I’ve tried to write about her, and us, many times but I always delete it. It’s sort of like she’s a secret that I feel the need to stow away in my pocket. Mine.

 

When I first started blogging, I knew absolutely zero and it felt like this huge thing that I had to research and study and it stuck in my gut and my throat like a juggernaut. My friend Cynthia encouraged me to just DO IT, even though I was hugely ignorant and scared out of my skin. “It’s kind of like having a kid,” she said. “If you wait until you’re ready, you’ll never do it.” So I did.

And I sucked.

I was so damn dumb that I had to ask what an Avatar was. I was lucky enough to have Greg from high school who could help me navigate how to even set the dang thing up. My photos were horrendous (okay, they are still not good but those first ones–Jesus). My writing was conversational but hesitant; I was afraid to really write the way I felt/talked/am because Dear God, I might offend someone. *

I spent hours and hours reading cooking blogs on the Internet, studying Blogrolls of the ones I liked. I took notes, hoping to find inspiration and a whisper of a clue. In that process, I stumbled across Annie’s. The photographs were gorgeous. Just, whoa. But it was her voice that really resonated. She knew her shit but she didn’t whack you over the head with it. She seemed real. She had a life and a partner and an adorable dog. She seemed approachable…maybe.

So I did what normal people do. I wrote her this huge neurotic barf-o-rama of an email, asking a bazillion questions and oozing insecurity. I should have deleted it, and I thought about it. But I was three glasses of wine down and fuckit, y’all and I hit send.

She wrote back. She was kind.

And so it began, the tendrils of a friendship.

We are complete opposites–she is measured and logical and studious and confident. And I’m…yeah.
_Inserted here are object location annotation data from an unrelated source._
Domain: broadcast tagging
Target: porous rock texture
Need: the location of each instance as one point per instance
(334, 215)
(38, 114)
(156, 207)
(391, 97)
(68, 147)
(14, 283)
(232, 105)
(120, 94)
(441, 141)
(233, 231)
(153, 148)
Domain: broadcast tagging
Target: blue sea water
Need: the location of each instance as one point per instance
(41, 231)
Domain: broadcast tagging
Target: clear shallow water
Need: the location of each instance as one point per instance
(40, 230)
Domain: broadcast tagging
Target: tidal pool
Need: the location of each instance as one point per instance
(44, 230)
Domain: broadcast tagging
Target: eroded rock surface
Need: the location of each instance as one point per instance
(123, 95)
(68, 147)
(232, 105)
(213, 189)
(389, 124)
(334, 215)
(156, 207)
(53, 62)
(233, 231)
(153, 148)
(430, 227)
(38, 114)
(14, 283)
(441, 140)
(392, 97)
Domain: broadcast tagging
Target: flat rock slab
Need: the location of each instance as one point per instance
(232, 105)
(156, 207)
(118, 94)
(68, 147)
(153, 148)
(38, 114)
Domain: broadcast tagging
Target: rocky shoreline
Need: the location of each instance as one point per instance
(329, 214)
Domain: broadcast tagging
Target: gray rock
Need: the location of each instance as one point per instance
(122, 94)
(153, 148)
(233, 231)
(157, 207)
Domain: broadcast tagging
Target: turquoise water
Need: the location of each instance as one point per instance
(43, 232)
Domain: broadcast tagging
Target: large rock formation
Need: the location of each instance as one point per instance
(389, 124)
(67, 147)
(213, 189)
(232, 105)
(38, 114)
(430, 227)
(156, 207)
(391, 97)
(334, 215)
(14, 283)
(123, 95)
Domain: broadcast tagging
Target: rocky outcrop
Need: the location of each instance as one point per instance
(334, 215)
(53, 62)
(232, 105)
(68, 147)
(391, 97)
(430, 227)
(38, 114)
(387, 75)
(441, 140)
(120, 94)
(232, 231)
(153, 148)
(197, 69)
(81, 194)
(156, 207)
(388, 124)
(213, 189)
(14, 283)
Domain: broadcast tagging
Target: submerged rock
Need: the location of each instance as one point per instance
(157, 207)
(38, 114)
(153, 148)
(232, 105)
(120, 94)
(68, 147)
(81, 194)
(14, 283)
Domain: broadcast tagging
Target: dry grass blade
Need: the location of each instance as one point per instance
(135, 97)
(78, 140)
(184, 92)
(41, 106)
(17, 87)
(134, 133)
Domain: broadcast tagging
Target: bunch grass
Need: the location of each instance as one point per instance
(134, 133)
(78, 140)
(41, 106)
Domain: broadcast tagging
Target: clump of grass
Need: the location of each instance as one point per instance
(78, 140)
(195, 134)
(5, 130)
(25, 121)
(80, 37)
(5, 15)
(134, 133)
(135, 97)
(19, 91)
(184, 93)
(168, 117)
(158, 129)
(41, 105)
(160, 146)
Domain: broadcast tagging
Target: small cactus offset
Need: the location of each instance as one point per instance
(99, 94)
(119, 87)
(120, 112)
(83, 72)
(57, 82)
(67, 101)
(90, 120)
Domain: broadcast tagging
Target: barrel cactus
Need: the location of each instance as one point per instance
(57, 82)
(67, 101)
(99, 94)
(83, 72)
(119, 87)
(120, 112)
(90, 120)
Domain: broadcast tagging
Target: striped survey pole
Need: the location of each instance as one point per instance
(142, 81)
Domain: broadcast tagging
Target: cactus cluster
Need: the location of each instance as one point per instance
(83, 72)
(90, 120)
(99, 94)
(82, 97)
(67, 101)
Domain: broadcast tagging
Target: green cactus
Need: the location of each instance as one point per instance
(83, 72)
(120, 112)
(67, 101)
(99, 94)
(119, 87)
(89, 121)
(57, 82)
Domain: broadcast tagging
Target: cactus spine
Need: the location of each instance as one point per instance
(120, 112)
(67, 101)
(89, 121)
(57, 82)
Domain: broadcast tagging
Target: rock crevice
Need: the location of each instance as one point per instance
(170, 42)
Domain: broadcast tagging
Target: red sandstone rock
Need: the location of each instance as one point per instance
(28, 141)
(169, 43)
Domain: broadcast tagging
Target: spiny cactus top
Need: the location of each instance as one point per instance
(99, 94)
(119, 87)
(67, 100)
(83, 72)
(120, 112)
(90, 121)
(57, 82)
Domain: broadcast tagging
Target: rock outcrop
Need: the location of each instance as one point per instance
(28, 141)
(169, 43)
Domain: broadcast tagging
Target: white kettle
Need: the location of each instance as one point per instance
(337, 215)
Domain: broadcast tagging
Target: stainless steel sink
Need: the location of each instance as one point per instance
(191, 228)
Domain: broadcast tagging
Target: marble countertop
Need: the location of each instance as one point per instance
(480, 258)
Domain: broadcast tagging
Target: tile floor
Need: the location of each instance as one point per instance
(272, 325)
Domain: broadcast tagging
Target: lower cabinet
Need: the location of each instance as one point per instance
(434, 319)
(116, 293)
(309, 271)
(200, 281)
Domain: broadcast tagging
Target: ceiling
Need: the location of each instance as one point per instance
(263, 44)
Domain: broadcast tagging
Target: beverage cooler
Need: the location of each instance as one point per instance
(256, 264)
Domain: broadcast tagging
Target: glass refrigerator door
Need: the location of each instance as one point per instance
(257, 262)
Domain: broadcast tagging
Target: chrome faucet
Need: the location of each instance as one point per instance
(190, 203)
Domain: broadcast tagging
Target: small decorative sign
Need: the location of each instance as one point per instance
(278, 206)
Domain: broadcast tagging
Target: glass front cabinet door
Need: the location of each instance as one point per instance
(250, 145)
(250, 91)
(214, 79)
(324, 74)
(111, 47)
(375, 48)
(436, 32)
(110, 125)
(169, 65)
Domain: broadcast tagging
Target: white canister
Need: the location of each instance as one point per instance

And then she mentioned that she was from South Dakota and this North Dakota girl called her a “Southie.” Cause hey, in Dakota speak, she is. You Jersey folks don’t own the term, ya know? Annie’s Southside. Yeah. And we laughed and laughed.

Then she sent me a parcel of hog fat from a local farm because I’d told her I was terrified of making pie crust.

Gauntlet. Annie throws it.

The girls (then so little!) marched around the kitchen chanting “Hog fat, hog fat, hog fat Whooo!” So we made pie. And it was good. Peach. And no, I still don’t make my own pie crust because I suck at baking, but Mama helped me with those pies and we had such a good time.

 

 

The weirdest of beginnings, and such a lifeline. We so don’t belong together. But we do.

Annie–here’s your introduction. The stories are coming. You ready?

 

 

*guess I kind of got over the tentative voice thing?